Oil edged up from a more than two-year low to near $95 a barrel on Wednesday as a slightly better-than-expected Chinese factory survey countered worries of an economic slowdown in the world's No. 2 oil consumer and ample supplies.

Growth in China's manufacturing sector held up in September but remained subdued. The Purchasing Managers' Index (PMI) came in at 51.1, just ahead of forecasts for a 51.0 reading and offering some relief to investors worried about slowing growth.

Concern over increasing OPEC oil supply, weak European and Chinese growth and a stronger dollar pushed global benchmark Brent to its lowest since June 2012 on Tuesday, and the same factors are likely to keep a lid on any price recovery.

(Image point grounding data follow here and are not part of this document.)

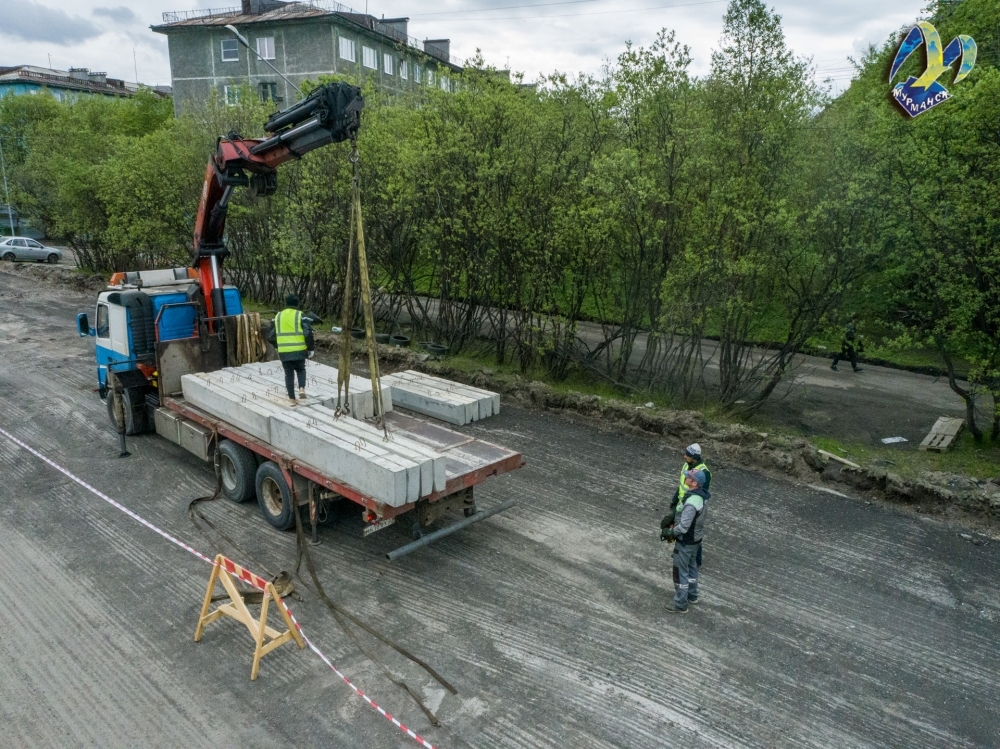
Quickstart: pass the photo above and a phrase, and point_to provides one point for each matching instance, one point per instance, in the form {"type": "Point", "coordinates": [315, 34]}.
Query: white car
{"type": "Point", "coordinates": [21, 248]}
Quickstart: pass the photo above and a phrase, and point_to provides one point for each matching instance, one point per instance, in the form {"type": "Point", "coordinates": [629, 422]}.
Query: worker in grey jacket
{"type": "Point", "coordinates": [687, 533]}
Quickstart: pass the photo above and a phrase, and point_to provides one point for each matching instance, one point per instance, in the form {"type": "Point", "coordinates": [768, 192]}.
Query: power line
{"type": "Point", "coordinates": [596, 13]}
{"type": "Point", "coordinates": [502, 7]}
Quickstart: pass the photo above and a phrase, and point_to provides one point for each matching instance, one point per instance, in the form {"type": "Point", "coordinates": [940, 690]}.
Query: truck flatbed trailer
{"type": "Point", "coordinates": [469, 461]}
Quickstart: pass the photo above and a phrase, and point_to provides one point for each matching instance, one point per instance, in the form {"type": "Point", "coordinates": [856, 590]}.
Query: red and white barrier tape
{"type": "Point", "coordinates": [247, 577]}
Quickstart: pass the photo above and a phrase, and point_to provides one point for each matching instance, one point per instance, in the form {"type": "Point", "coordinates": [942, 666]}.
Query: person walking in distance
{"type": "Point", "coordinates": [848, 344]}
{"type": "Point", "coordinates": [687, 534]}
{"type": "Point", "coordinates": [293, 338]}
{"type": "Point", "coordinates": [692, 462]}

"The sentiment remains overwhelmingly bearish at the moment: there is little support for demand, while supply is strengthening," Carsten Fritsch, a commodities analyst at Commerzbank, said.

Brent crude was up 23 cents at $94.90 a barrel by 1005 GMT. On Tuesday, it touched a session low of $94.24, its weakest since June 2012. U.S. crude gained 41 cents to $91.57.

European economic data offered little relief. The euro zone's PMI shrank to 50.3 in September, its lowest since July 2013 and only slightly above the 50 that separates growth from contraction.

The dollar index rose slightly on Wednesday, weighing on oil prices after reaching a four-year peak on Tuesday.

US crude gained some support from industry group the American Petroleum Institute's weekly supply report, which said crude inventories fell by 463,000 barrels, rather than increasing by 700,000 barrels as analysts had expected.

Investors will be looking to official inventory data from the U.S. government, due on Wednesday at 1430 GMT, to confirm the surprise drawdown.

Brent's drop below $100 has brought prices below the level publicly endorsed by top OPEC exporter Saudi Arabia, but so far there has been no sign of any price-supporting supply cutbacks from the Organization of the Petroleum Exporting Countries.

In September, OPEC oil supply jumped to its highest in almost two years, a Reuters survey found, due to a further recovery in Libya and higher output from Saudi Arabia and other Gulf producers.

"OPEC needs to cut production to rebalance oil markets, yet we see no evidence or sense of urgency for a faster reduction in production," Morgan Stanley analysts including Adam Longson said in a note.

Some OPEC members have expressed concern over the drop in prices, and a debate is likely to occur at its meeting on Nov. 27 in Vienna on whether output needs to be reduced.